By MATT OTT
WASHINGTON (AP) — Spending on U.S. construction projects edged up 0.4 percent in May, while April’s figure was revised down significantly — signs that new building is still uneven despite the country’s economic growth.
The uptick in May brought total construction spending to a seasonally adjusted all-time high of $1.31 trillion, which was 4.5 percent higher than the figure for a year ago, the Commerce Departments said on Monday. April’s figure was revised down to 0.9 percent from what was originally reported as a 1.8 percent gain, which would have been the largest increase seen in 24 years. That came on the heels of 0.9 percent drop in March, the first monthly drop seen since July of 2017.
Total spending on private construction rose 0.3 percent. Residential projects were up 0.8 percent in May. The construction of single-family homes rose 0.6 percent and the volatile apartment-building sector jumped 1.6 percent. Private, non-residential building fell 0.3 percent.
Economists are forecasting that construction spending will contribute to the country’s economic growth this year even though interest rates are rising. A lack of inventory has stymied homebuyers and pushed home prices higher as the demand for existing and new homes has surged.

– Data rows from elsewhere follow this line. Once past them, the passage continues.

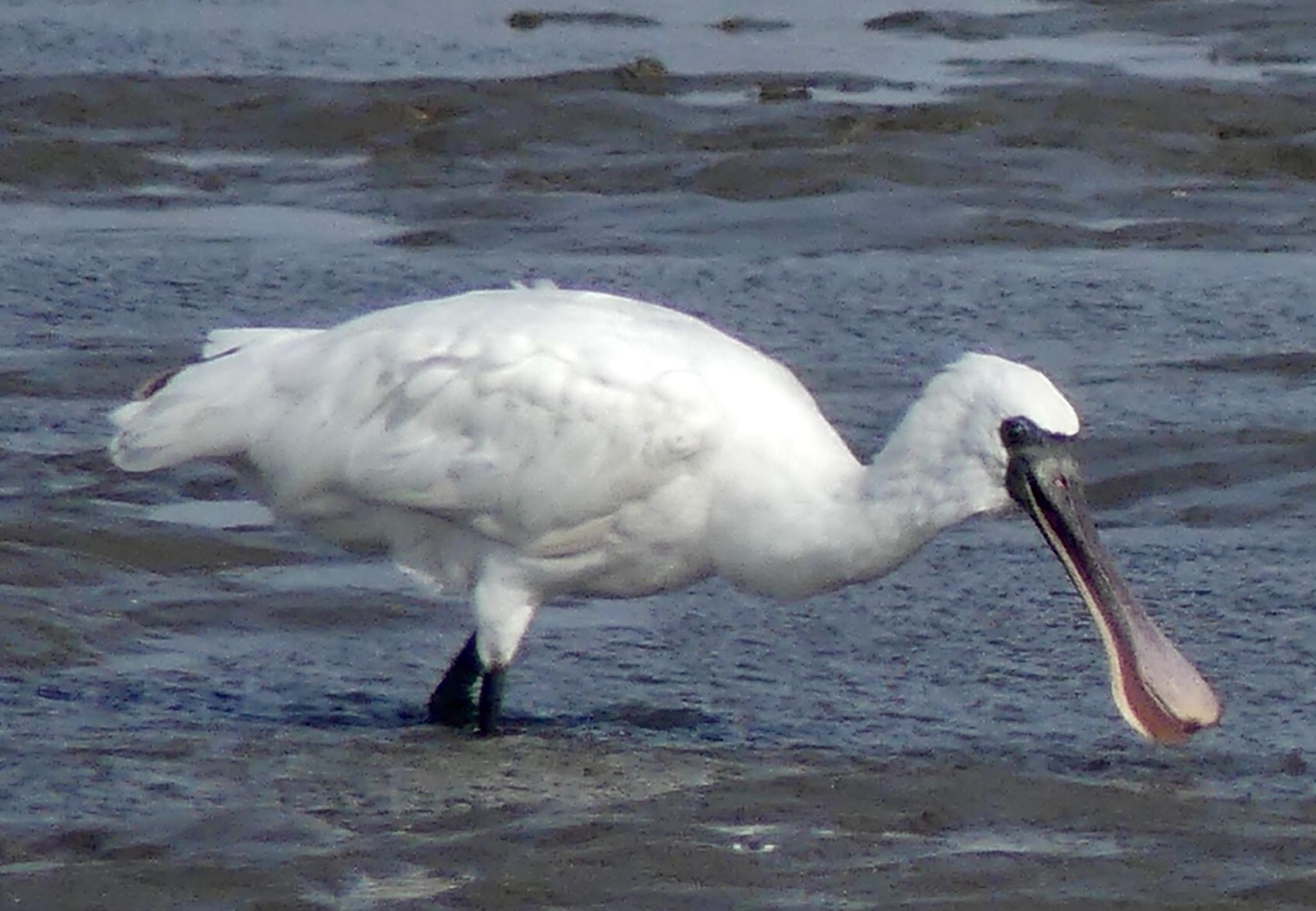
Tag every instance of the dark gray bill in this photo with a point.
(1157, 690)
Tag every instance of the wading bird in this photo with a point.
(531, 444)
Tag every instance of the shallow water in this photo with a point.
(206, 710)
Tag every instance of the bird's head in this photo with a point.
(1018, 430)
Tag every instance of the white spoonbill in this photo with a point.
(531, 444)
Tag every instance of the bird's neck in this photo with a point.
(912, 490)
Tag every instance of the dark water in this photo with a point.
(203, 710)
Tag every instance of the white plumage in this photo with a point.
(535, 443)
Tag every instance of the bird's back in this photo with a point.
(537, 418)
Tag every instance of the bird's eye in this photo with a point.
(1018, 432)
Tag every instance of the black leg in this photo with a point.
(491, 700)
(453, 701)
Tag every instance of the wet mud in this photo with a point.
(199, 709)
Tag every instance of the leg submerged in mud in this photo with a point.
(453, 701)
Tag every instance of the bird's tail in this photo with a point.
(203, 410)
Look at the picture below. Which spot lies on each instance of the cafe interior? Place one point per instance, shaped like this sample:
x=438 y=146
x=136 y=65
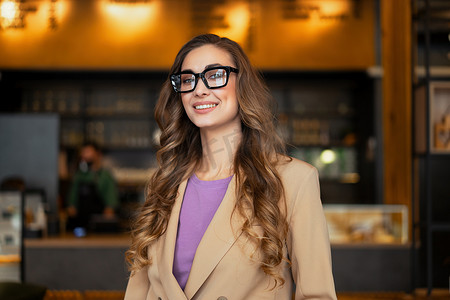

Last month the Commerce Department reported that housing starts rose to a seasonally adjusted annual rate of 1.35 million, the strongest pace since July 2007, thanks to a surge of building in the Midwest.
Even as government budgets have tightened, spending on public projects in May rose 0.7 percent to $304.1 billion, the highest since October 2010. That gain was fueled by a 0.6 percent rise in state and local construction, which accounts for more than 90 percent of total government activity. State and local government spending came in at $282.1 billion, the most seen since September of 2009.
Spending on the power grid increased nearly 11 percent month-over-month, and is up more than 25 percent over a year ago.